Caroline Long Burry, a child welfare expert who interviewed the girl last weekend, said Komisarjevsky's daughter calls him "Daddy Josh" when she's with his family, but refers to him as the son of her grandfather when with her maternal relatives.

Burry described the girl as bright and engaging and expressed concerns that if Komisarjevsky is sentenced to death "she would have to live on a daily basis with being labeled and quite possibly stigmatized with the fact her father is on death row and there is an execution coming up." She also said the girl is known to withdraw and has a lot of anxiety.

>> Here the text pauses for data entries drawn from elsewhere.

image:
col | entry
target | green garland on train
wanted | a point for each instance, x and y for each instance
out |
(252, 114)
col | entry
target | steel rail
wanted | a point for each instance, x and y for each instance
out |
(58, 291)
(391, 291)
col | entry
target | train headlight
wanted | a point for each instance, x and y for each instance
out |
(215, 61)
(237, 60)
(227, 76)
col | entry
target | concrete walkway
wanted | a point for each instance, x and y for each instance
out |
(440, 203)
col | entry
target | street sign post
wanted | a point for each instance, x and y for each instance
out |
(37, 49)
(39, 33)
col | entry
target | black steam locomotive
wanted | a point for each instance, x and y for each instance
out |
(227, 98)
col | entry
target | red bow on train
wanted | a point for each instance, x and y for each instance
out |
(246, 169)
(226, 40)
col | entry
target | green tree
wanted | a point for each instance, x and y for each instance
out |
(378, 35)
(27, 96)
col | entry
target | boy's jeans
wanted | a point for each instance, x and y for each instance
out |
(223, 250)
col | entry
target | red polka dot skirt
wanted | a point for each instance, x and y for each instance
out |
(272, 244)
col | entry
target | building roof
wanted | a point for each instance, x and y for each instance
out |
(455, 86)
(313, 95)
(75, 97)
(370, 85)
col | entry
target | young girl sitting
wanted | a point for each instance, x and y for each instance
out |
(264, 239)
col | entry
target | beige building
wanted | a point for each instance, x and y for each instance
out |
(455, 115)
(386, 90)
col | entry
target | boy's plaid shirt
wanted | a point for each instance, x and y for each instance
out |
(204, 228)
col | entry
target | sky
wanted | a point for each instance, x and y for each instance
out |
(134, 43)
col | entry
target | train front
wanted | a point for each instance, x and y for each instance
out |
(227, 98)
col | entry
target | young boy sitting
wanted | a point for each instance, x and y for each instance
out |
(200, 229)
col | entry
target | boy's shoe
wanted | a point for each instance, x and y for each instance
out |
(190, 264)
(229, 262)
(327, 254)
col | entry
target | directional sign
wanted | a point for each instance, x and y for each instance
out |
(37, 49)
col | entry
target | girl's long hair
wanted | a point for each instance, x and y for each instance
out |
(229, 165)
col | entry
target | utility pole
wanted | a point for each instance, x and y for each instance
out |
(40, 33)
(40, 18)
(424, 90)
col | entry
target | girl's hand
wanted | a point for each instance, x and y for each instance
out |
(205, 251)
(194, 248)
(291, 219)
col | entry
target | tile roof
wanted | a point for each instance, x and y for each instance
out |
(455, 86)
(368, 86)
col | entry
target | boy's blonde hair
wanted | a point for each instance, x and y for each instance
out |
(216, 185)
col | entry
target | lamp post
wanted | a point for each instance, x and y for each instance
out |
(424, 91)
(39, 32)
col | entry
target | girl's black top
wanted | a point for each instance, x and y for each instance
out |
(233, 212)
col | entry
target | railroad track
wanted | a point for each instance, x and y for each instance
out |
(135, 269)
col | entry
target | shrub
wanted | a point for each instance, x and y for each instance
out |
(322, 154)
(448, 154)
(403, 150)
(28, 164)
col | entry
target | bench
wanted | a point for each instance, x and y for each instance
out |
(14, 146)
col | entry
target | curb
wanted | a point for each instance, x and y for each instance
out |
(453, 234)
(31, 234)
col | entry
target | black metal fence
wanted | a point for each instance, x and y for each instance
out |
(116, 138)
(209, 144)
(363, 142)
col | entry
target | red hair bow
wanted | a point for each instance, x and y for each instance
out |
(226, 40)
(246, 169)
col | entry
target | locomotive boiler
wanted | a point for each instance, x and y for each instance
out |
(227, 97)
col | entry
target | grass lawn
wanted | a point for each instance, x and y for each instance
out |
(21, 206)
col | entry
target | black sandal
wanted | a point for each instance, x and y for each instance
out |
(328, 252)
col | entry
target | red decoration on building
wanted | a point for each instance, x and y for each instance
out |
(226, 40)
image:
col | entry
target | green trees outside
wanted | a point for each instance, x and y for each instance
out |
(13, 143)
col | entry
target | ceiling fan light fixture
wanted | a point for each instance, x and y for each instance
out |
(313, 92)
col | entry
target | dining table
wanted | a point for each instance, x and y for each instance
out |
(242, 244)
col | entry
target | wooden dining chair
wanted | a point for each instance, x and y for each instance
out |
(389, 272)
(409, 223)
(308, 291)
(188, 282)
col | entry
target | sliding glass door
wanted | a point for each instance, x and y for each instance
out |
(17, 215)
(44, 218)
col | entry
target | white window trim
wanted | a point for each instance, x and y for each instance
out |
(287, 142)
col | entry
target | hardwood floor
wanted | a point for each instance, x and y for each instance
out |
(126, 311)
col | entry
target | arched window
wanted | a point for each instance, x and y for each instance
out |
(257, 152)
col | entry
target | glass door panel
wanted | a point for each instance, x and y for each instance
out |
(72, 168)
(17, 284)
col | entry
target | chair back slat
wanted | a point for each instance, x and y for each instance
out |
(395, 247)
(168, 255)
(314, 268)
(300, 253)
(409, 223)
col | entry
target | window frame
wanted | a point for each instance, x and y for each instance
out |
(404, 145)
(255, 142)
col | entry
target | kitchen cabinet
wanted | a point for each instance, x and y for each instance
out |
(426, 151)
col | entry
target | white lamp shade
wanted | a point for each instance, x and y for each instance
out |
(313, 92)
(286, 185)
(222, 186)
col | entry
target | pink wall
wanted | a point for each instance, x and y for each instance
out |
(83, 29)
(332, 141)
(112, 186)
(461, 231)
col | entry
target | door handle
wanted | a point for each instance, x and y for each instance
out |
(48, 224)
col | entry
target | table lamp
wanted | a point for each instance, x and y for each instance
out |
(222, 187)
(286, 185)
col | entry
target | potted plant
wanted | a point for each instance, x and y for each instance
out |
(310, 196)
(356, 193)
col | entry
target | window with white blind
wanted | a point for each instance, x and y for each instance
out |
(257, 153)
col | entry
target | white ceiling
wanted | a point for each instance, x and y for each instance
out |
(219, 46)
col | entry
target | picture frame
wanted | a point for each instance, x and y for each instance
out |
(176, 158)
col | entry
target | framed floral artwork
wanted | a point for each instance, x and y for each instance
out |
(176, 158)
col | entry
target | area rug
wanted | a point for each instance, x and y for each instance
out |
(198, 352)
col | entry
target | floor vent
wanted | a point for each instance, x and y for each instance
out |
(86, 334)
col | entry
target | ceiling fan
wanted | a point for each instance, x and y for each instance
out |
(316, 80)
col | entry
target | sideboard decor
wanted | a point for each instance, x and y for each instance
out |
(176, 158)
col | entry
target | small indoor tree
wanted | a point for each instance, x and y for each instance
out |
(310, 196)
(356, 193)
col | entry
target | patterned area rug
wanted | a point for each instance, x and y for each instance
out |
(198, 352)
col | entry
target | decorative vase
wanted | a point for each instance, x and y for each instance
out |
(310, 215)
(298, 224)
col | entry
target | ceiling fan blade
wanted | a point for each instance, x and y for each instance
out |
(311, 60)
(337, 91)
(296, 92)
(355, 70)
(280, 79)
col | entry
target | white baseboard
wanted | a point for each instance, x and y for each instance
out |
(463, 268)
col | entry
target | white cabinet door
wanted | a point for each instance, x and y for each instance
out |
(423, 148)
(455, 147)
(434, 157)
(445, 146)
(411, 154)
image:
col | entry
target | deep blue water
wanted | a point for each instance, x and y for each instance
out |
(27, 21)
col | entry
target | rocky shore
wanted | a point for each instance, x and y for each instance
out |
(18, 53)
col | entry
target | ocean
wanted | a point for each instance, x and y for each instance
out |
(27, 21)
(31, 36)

Prosecutor Michael Dearington reminded jurors under cross-examination that Komisarjevsky was convicted of sexually assaulting and killing a girl less than two years older than his daughter. Dearington also noted that those sentenced to death spend many years on death row and asked Burry about the last execution, which was in 2005 and was the only one since 1960 in Connecticut.

Komisarjevsky, speaking for the first time in his trial other than a taped confession, told the trial judge earlier Wednesday that his daughter was coached, an allegation denied by an attorney for the girl's guardian.

"I've carefully come to the overwhelming opinion that I am not at all comfortable putting my daughter in a position wherein she may feel that she has to explain or justify herself to anyone who perceives her statements to somehow help one of the most hated people in America," Komisarjevsky said.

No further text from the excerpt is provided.